Am 1. Oktober 2023 trat Artikel 90 Absatz 3ter SVG in Kraft. Der Gesetzgeber wollte damit die starren Regeln zur Ausfällung einer Mindeststrafe von einem Jahr bei Tempoexzessen im Strassenverkehr (Raserdelikte) lockern und den rechtsanwendenden Behörden mehr Ermessensspielraum im Einzelfall zugestehen.
So können die Gerichte die Mindeststrafe von einem Jahr bei Raserdelikten nach Artikel 90 Absatz 3 SVG unterschreiten und auch eine Geldstrafe aussprechen, wenn der Täter innerhalb der letzten zehn Jahre vor der Tat nicht wegen einer groben Verletzung der Verkehrsregeln (Artikel 90 Absatz 2 SVG) verurteilt worden ist. Ebenso fällt die Anwendung von Artikel 90 Absatz 3ter SVG bei Vorliegen von Körperverletzungs- oder Tötungsdelikten im Strassenverkehr innert der letzten zehn Jahre vor der Tat ausser Betracht.
Die Schweizerische Staatsanwaltschaftskonferenz (SSK) formulierte am 23. November 2023 zur Umsetzung dieses Ersttäterprivilegs eine Emp-fehlung. Dieser Empfehlung nach sei dieses nicht anzuwenden, wenn die Täterschaft weniger als sieben Jahre im Besitz der entsprechenden Fahrerlaubnis ist.
Hierzu ist anzumerken, dass man sich auch ohne Fahr erlaubnis einer groben Verkehrsregelverletzung oder eines Körperverletzungs- beziehungsweise Tötungsdelikts im Strassenverkehr strafbar machen kann. Insofern hätte der Gesetzgeber, wenn er Junglenker von dieser Privilegierung hätte ausnehmen wollen, die Nichtanwendung dieser Gesetzesbestimmung auf Inhaber einer Fahrerlaubnis auf Probe im Sinne von Artikel 15a SVG festschreiben müssen. Es kam sodann weder in der Botschaft noch in der parlamentarischen Beratung zur Sprache, dass Junglenker von der Anwendung dieser Privilegierung ausgenommen sind. Damit wird der Wille des Gesetzgebers klar, dass auch Junglenker in den Genuss des Ersttäterprivilegs kommen sollen.
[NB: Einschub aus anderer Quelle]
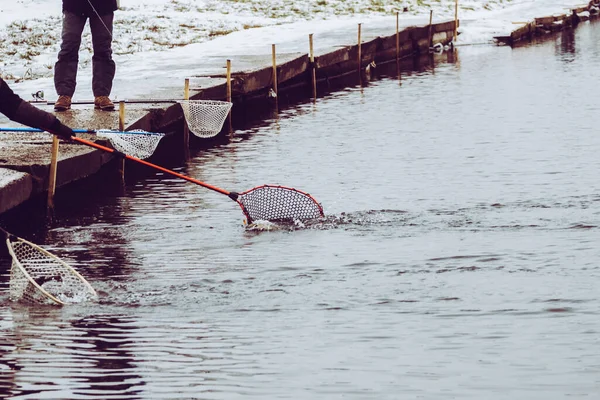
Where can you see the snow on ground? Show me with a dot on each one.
(30, 29)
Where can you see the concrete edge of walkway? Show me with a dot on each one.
(542, 26)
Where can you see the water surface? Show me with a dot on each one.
(458, 258)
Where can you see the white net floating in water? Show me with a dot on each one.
(205, 118)
(39, 277)
(136, 143)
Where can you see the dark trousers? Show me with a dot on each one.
(103, 66)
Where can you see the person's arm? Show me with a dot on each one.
(9, 101)
(18, 110)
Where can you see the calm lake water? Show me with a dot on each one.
(459, 257)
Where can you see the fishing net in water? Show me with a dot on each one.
(136, 143)
(39, 277)
(205, 118)
(278, 204)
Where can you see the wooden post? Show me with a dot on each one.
(122, 128)
(186, 130)
(359, 51)
(455, 22)
(273, 55)
(430, 28)
(313, 67)
(52, 175)
(398, 44)
(229, 95)
(397, 36)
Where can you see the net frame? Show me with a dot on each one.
(205, 118)
(24, 274)
(136, 143)
(276, 203)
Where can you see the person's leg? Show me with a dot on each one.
(65, 69)
(103, 66)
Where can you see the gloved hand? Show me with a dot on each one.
(61, 130)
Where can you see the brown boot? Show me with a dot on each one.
(63, 103)
(103, 103)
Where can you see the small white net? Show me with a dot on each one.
(136, 143)
(205, 118)
(39, 277)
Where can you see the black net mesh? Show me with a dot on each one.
(278, 203)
Sodann ist auf die von der SSK festgelegte Mindestdauer von sieben Jahren, während deren ein Täter über eine entsprechende Fahrerlaubnis verfügen muss, einzugehen. Anzumerken ist hier, dass man konsequenterweise die dreijährige Dauer des Führerausweises auf Probe für diese Frist hätte heranziehen müssen, wenn man sich auf den Standpunkt stellt, dass gemäss Gesetz Junglenker von einer Privilegierung ausgeschlossen sein sollen. Aber auch die zehnjährige Frist der Vorstrafenlosigkeit im einschlägigen Bereich wäre zur Festlegung der Mindestzeit, über die man die Fahrerlaubnis verfügen muss, denkbar gewesen. Vor diesem Hintergrund erweist sich die von der SSK gewählte Frist somit auch als willkürlich.
Die Anwendung der Empfehlung der SSK erweist sich somit einerseits als Ermessensunterschreitung und an dererseits als willkürlich. Es bleibt zu hoffen, dass die Gerichte die Empfehlungen der Schweizerischen Staatsanwaltschaftskonferenz nicht als sakrosankt wahrnehmen und sich die Mühe machen, unabhängig und sorgfältig zu entscheiden.